En y regardant de plus près, il est donc facile de constater que l’impact des pêcheurs de loisir qui conservent des poissons, est bien dérisoire vis-à-vis de celui des dérivés industriels, agricoles et ménagers de notre société moderne.
Même si mathématiquement, un poisson prélevé par un pêcheur ne sera pas en mesure de se reproduire et manquera forcément dans le stock d’origine, ce n’est pas le facteur qui est à l’origine de la chute des populations de truites. C’est bel et bien la dégradation de la qualité de l’eau qui est la responsable de l’appauvrissement de nos cours d’eaux.

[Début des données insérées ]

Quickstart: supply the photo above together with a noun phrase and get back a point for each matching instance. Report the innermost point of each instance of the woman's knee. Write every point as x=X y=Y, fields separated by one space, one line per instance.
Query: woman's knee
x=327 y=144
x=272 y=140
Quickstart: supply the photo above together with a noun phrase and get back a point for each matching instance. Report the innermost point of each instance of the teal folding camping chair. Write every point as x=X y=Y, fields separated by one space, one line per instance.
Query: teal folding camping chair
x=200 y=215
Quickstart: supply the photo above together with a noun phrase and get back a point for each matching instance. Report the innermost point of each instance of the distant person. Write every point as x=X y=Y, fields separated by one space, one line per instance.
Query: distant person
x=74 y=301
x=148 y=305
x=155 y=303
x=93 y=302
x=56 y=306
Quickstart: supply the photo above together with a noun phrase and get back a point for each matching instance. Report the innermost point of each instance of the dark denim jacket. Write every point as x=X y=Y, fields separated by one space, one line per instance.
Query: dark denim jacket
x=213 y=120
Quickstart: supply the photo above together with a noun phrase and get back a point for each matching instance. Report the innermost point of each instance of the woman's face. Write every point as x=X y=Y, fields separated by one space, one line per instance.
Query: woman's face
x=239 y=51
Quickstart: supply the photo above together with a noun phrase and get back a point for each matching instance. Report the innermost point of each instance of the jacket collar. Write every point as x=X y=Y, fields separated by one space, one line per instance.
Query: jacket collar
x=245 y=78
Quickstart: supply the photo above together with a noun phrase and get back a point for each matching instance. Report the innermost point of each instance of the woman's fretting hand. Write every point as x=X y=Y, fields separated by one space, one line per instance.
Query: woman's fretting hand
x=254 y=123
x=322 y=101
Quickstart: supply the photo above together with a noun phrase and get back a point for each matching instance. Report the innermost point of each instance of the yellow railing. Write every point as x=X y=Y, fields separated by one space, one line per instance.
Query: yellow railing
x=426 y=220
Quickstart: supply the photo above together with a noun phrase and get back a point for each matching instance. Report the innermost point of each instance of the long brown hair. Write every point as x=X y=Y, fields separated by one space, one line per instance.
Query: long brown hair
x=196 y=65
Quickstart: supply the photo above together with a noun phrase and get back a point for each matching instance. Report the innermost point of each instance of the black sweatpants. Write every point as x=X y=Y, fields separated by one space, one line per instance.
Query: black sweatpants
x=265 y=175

Empoisonnées, malades, trop salies pour pouvoir s’auto-épurer suffisamment, les eaux douces sont devenues inhabitables pour les salmonidés ou les thymalidés. Même si la nature a un fort pouvoir de régénération et permet à quelques uns de survivre et de se reproduire, ceci est insuffisant pour contrer les atteintes subies par les milieux aquatiques.
Je n’aborde même pas le problème du réchauffement climatique et des sécheresses que subissent nos cours d’eau. Des phénomènes qui amplifient la raréfaction des salmonidés sur certains cours d’eau et lacs.
Que faut-il faire ?
Avant de vouloir mettre en place une réglementation pêche plus restrictive, des parcours sans tuer, des réserves, des tirs sélectifs sur les oiseaux piscivores, il serait bien plus approprié et judicieux de lutter contre toutes les agressions d’origine humaine qui assassinent à petit feu nos rivières et nos lacs. Pour obtenir une capacité d’accueil maximale pour les salmonidés, la restauration des zones de frayères, l’entretien des berges, la restauration des haies, des fossés, des zones humides doivent être mis en oeuvre.
Bien sûr, la lutte contre toute forme de pollution est évidemment indispensable et même prioritaire si l’on veut espérer un jour retrouver les rivières de nos grands parents. Un défi immense que malheureusement j’ai bien peur que nous ne puissions gagner. Et c’est bien triste.